German immigrants also adapted their beer for American lifestyles, serving lager in traditional saloons defined by brass rails and overwhelmingly male clienteles. The brewers themselves were likewise viewed by fellow Germans as hardworking entrepreneurs, using an albeit controversial product to forge a livelihood on American terms and navigating an increasingly capitalist and economically liberal nation.

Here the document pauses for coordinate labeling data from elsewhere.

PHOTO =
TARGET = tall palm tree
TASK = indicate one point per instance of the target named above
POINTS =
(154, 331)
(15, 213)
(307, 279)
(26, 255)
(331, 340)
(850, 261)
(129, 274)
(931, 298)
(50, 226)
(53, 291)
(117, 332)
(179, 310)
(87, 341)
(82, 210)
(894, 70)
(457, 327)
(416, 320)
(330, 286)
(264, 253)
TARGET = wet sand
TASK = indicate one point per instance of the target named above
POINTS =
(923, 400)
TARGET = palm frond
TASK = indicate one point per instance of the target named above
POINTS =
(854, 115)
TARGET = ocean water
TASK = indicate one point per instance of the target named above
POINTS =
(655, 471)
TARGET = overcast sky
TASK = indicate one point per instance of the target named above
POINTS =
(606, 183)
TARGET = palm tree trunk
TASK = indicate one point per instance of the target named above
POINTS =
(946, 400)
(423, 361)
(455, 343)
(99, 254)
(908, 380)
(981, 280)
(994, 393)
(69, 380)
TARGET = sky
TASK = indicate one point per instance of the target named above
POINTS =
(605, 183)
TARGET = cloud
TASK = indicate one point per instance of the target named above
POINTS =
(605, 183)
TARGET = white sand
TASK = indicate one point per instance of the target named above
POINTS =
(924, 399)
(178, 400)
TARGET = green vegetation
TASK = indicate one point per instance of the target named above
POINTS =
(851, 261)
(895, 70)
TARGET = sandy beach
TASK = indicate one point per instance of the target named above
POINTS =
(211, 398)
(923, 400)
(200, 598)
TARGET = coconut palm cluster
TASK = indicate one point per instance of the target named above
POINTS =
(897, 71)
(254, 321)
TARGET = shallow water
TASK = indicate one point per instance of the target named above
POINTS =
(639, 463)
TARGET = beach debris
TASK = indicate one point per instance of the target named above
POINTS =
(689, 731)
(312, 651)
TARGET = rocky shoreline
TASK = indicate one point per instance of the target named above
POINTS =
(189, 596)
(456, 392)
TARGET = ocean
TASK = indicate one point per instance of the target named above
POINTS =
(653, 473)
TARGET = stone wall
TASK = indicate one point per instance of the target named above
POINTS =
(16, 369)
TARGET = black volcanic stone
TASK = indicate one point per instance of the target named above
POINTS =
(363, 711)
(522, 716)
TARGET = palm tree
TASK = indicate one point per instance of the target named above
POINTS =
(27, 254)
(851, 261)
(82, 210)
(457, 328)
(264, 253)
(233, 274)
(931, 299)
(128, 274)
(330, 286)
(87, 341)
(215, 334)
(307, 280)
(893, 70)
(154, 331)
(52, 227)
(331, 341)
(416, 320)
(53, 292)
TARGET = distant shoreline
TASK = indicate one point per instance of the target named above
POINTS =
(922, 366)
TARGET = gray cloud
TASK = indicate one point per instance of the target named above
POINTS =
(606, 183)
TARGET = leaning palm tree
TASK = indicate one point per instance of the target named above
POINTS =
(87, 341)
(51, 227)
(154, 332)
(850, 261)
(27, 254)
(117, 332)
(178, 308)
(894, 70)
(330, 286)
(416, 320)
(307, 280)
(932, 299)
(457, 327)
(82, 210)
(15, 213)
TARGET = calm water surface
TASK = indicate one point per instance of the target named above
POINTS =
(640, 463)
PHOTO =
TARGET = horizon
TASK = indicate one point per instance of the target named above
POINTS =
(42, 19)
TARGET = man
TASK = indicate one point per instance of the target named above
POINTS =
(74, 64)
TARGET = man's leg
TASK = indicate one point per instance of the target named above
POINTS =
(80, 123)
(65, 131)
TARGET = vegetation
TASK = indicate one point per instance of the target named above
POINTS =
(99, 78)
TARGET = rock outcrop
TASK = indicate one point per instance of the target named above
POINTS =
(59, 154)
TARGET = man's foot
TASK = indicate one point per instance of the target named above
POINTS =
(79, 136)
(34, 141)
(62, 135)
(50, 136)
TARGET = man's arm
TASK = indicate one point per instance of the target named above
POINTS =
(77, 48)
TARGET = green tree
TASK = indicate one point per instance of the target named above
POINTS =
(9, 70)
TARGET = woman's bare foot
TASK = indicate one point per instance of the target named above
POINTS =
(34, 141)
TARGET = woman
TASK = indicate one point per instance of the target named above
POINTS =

When nativist and temperance activists sought to suppress German beer and, by extension, their rights, immigrants fought back. In 1855, a Know-Nothing city government in Chicago targeted immigrants with anti-alcohol liquor license regulations and a selectively enforced ban on Sunday alcohol sales. In response, the German population rioted. Police and immigrants clashed, shots were fired, and cannons were eventually deployed by what is now Chicago’s Daley Plaza, where a German-style Christmas market is hosted annually (without any need for artillery).

Germans continued to defend lager beer as a desirable alternative to hard liquors, persisted in their Sunday revelries, organized to promote their industry, and of course brewed more beer than the U.S. had ever seen before.

Though Prohibition and significant anti-immigrant sentiment lay ahead, Germans carried the day. Know-Nothing candidates lost political power and temperance efforts to enact prohibition at the state level failed. Lager beer spread like wildfire, replacing the English-style ales and porters that preceded it and multiplying the number of American breweries tenfold between 1850 and 1873. It was lighter in alcohol, easier to drink, tastier, less prone to spoilage and infection than previous American beers, and came to be preferred by native-born Americans as well as German immigrants. Adolphus Busch participated in a wave of immigrant activism that negotiated American economic and cultural life and in turn transformed both German-American citizenship and the brewing industry.

Contemporary questions about the rights and status of immigrants are no more foreign today than 160 years ago, and the unforeseeable social and moral implications of an increasingly globalized world carry significant weight. Immigrants in the 1850s, German and otherwise, forced Americans to reflect on the practical definitions of notions like rights and citizenship. These notions revealed themselves to be multifaceted negotiations rather than static monoliths.

Budweiser, if anything, now represents the old guard, analogous to the English-style ales that Busch and other German brewers once challenged. By reconciling American beer’s present with its contentious immigrant past, the largest brewer in America has shown once again how beer is culture brewed.